Acórdão do Tribunal da Relação de Guimarães
Processo:
29/09.3TAGMR.G1
Relator: MARIA AUGUSTA
Descritores: ABUSO DE CONFIANÇA
LEGITIMIDADE PARA A QUEIXA
BEM PROTEGIDO
Nº do Documento: RG
Data do Acordão: 06/28/2010
Votação: UNANIMIDADE
Texto Integral: S
Privacidade: 1
Meio Processual: RECURSO PENAL
Decisão: CONCEDIDO PROVIMENTO
Sumário: I) No crime de abuso de confiança o bem jurídico protegido é «exclusivamente» a propriedade.
II) E aferindo-se a legitimidade do queixoso em função do tipo criminal concreto configurado pelos factos constantes do processo, no caso, a acusação, não restam dúvidas de que conforme esta se mostra deduzida, a queixosa é a titular dos interesses que a lei especialmente quis proteger com a incriminação.
III) Assim, tinha legitimidade para apresentar a queixa e, por conseguinte, também o MºPº tem legitimidade para promover o processo.
Decisão Texto Integral: Acordam, em conferência, na Secção Criminal do Tribunal da Relação de Guimarães

O MºPº, encerrado o inquérito, deduziu acusação contra o arguido RUI F..., a quem acusa da prática de um crime de abuso de confiança, p. e p. pelo artº205º, nº1 do C.P..

Remetidos os autos à distribuição, no despacho a que se refere o artº311º do C.P.P., o Sr.

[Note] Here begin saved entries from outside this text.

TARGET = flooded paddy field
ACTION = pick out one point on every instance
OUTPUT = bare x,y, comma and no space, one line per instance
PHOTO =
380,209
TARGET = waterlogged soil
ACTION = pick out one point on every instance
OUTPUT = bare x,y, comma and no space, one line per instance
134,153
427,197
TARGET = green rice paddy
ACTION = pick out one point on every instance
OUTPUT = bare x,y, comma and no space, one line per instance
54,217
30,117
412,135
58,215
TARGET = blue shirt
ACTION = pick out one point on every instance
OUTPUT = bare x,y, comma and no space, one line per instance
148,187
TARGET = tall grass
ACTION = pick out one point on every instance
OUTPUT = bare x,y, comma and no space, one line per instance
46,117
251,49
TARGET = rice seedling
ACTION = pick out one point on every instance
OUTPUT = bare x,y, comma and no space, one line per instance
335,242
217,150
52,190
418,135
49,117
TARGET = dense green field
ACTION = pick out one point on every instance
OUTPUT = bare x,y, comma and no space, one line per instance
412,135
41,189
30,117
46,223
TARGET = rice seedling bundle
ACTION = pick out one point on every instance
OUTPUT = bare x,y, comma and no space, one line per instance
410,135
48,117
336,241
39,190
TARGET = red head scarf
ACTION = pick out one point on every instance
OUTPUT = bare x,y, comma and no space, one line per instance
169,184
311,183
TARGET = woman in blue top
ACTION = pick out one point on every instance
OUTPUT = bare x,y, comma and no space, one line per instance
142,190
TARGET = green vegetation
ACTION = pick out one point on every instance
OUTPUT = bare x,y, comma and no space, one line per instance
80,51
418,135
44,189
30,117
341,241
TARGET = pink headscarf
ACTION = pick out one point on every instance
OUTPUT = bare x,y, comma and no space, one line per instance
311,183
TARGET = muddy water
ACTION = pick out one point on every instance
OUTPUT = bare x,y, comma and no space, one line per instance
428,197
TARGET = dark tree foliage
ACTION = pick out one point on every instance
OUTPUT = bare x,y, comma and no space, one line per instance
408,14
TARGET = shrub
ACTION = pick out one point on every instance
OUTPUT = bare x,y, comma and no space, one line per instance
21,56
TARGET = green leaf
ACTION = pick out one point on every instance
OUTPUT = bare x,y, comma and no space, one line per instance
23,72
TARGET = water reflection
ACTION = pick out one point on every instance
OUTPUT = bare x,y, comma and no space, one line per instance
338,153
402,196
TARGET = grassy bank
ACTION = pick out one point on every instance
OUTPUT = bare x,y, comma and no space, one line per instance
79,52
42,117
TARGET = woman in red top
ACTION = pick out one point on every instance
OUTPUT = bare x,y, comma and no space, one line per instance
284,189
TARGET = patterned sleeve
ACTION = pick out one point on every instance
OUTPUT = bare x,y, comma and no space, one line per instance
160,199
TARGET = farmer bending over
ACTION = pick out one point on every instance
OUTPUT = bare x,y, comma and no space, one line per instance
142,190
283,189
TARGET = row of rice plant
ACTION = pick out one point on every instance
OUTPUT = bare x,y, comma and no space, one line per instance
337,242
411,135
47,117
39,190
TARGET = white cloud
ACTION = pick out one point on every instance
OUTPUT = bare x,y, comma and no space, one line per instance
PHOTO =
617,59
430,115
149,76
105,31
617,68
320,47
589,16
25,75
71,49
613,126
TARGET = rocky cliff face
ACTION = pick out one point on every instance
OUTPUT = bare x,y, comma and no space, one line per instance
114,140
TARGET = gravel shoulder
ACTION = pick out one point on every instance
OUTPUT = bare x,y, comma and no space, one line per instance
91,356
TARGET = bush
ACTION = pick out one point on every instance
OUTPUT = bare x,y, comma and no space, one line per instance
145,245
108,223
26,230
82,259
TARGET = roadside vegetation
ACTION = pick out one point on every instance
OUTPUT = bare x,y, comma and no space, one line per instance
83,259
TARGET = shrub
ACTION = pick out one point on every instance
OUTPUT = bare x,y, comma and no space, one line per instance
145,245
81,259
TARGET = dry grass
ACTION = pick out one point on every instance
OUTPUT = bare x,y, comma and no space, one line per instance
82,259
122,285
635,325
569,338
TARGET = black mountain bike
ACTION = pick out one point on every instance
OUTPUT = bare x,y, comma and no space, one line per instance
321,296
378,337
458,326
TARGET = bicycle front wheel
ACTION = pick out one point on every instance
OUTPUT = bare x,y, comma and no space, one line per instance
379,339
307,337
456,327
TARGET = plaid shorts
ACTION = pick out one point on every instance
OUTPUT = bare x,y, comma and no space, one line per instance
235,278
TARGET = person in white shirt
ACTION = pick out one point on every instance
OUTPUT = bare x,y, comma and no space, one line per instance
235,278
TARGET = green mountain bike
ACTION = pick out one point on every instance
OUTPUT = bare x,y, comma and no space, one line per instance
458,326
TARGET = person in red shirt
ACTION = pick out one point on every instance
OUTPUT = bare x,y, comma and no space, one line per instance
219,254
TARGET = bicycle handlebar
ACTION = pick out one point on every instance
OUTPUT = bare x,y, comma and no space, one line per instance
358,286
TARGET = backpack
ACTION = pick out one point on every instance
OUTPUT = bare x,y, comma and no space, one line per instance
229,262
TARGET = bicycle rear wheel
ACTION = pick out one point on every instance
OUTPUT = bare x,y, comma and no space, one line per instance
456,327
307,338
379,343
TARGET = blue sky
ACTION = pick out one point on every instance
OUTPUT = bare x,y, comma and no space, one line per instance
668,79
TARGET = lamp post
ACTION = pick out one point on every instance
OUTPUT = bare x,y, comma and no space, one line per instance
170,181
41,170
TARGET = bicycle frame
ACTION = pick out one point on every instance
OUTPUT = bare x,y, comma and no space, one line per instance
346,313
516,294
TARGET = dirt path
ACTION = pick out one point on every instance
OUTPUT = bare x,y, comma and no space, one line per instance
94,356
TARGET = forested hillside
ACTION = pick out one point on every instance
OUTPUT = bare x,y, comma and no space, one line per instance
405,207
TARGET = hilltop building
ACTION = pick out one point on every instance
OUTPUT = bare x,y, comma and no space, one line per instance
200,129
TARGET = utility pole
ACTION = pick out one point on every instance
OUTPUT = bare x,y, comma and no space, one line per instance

Juiz a quo determinou o seu arquivamento por ter considerado que o MºPº não dispunha de legitimidade para promover o processo uma vez que a queixosa não dispunha de legitimidade para apresentar queixa.

Inconformado com este despacho, dele interpôs recurso o MºPº, terminando a sua motivação com conclusões das quais resulta ser a questão a decidir a seguinte:
· Saber se a queixosa tem legitimidade para apresentar queixa relativamente ao crime de abuso de confiança e, consequentemente, se o MºPº tem legitimidade para exercer a acção penal.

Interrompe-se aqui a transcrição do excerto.